Los acumuladores de suspensos, que entonces se comunicaban mediante papeletas,
competían en un clima eufórico, en el que los rituales compartidos expresaban
los malestares.
Soy
consciente de que esto parece imposible en el presente. Así, los patronos
múltiples de los precarizados y becarizados pueden mantener sus definiciones
acerca de sus damnificados. En tanto que se mantenga la idea de que el sistema
funciona así, y de que cada uno de los perjudicados tiene la posibilidad de una
salida, el conflicto es neutralizado. De este modo se reproduce la sagrada
institución de la precariedad, que se sostiene sobre la idea de que la
precarización es necesaria, en tanto que aumenta la eficacia y la eficiencia.
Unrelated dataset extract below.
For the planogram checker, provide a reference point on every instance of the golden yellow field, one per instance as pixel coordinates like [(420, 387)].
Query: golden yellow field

Así se impone la idea semioculta que sustenta la precarización. Esta se sostiene sobre el precepto de que es
imprescindible que alguien se sacrifique para que funcione bien el sistema.
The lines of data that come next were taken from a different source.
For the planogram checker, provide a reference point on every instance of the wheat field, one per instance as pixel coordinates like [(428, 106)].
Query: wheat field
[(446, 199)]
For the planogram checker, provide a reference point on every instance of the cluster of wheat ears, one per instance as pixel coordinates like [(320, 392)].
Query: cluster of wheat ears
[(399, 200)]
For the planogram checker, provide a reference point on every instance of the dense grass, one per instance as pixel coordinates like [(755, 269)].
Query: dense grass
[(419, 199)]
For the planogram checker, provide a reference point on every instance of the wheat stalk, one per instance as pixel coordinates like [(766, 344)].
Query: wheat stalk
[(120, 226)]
Esta cultura sacrificial gobierna las sociedades neoliberales del presente. Ni
siquiera genera réplicas nocturnas revestidas de humores en los afectados.
El problema
es que los sacrificados son siempre los mismos: los nuevos aspirantes
procedentes de la educación y los desechados acumulados en las sucesivas
adscripciones a puestos de trabajo temporal. Por eso ironizo en este post con
la noche blanca o negra de los precarizados. En cualquier caso, la metáfora de
la noche es imprescindible. Es en otro tiempo en el que puede generarse una
respuesta. La reproducción aproblemática de la precariedad y la conversión de
los sacrificados en una masa de datos con la que comercian los actores del
sistema político, económico y mediático, puede subsistir con la condición de su
complicidad. En este caso se confirma el precepto de Allan Watts de que “donde
no hay visión, la gente perece”.
Muy duro, Juan. Pero real.
ResponderEliminarGracias Silvia
ResponderEliminarCada cual lo palía mediante la inmersión cotidiana en las ficciones que escenifican los medios audiovisuales y las redes. Así la vida sigue relegando lo político
Viendo este capítulo de Soy Cámara del CCCB sobre la historia del trabajo, el precariado y la noción de tiempo, entre otros, me acordé de ti, de las clases de estructura y en parte de este post....
ResponderEliminarhttps://www.youtube.com/watch?v=c0nRGa6HwZY
Por si gustas.
Abrazo,
Silvia
Gracias Silvia. Moulier Boutang escribió uno de los primeros libros sobre el capitalismo ciognitivo que llegó a nosotros. El documental es muy bueno. La verdad es que el trabajo hace rutinaria y casi miserable la vida de la mayoría. En el postfordismo, el trabajo inmaterial se apodera de todo el tiempo y la vida.